Pay strikes that began in platinum mines in August spread to gold, coal and iron-ore operations, with about 120,000 workers downing tools at the peak of the unrest, according to the Chamber of Mines, an industry body. Labor action also disrupted output in the transportation and agricultural industries. The effect of the strikes on production began to wane in October, as pay settlements were reached.
While output is reverting to normal levels, producers are still struggling to find alternate markets for their goods following a decline in demand from Europe, which buys about a third of the country’s manufactured exports. The 17-nation euro-area economy will probably shrink 0.3 percent next year, the European Central Bank said on Dec. 6.
“The data is better than expected, but I don’t think the improvement is sustainable,” Colen Garrow, chief economist at Johannesburg-based Meganomics, said in a phone interview today. Manufacturing is “going to remain on the weak side. We are not getting enough of products out to the export market. A large part of our destination markets are in recession.”
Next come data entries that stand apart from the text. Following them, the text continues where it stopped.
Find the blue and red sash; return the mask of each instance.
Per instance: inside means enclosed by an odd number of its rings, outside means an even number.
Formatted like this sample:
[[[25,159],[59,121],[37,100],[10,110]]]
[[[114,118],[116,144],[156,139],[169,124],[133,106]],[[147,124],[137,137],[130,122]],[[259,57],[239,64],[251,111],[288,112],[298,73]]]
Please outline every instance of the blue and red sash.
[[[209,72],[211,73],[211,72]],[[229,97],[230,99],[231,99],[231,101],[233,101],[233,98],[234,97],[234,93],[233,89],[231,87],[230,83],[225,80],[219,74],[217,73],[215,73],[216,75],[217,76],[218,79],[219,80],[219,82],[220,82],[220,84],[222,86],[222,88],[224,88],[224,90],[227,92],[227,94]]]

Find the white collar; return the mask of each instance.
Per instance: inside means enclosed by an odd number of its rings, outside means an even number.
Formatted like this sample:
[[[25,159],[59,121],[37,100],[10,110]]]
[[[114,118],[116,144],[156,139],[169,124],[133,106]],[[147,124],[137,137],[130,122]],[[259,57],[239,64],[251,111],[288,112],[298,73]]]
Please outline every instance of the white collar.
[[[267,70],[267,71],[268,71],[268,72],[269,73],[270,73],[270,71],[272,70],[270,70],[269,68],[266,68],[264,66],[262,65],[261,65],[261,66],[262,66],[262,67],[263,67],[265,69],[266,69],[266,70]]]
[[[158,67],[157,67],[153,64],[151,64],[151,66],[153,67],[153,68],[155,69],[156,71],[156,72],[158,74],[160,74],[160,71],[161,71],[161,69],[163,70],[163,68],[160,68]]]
The central bank held its benchmark repurchase rate at 5 percent on Nov. 22 after a surprise cut on July 19 to stimulate the economy. South Africa’s gross domestic product will expand 2.5 percent this year, according to the bank.
Earlier today, the government statistics agency said retail sales growth eased to an annual 1 percent in October, from a revised 4.7 percent the month before. The median estimate in a Bloomberg survey of 10 economists was for growth of 4 percent. Sales fell 1.7 percent from a month earlier.
“The growth rate is likely to remain moderate in the months ahead as weak consumer confidence and high debt make consumers more cautious on spending on non-essential items, while high inflation erodes disposable incomes, offsetting the benefit of high wage settlements,” Nedbank Group Ltd., South Africa’s fourth-largest bank, said in an e-mailed note to clients.
The rand declined as much as 0.3 percent to 8.6988 a dollar and was trading at 8.6883 as of 1:23 p.m. in Johannesburg. The yield on the government’s 6.75 bonds due March 2021 dropped 2 basis points to 6.49 percent.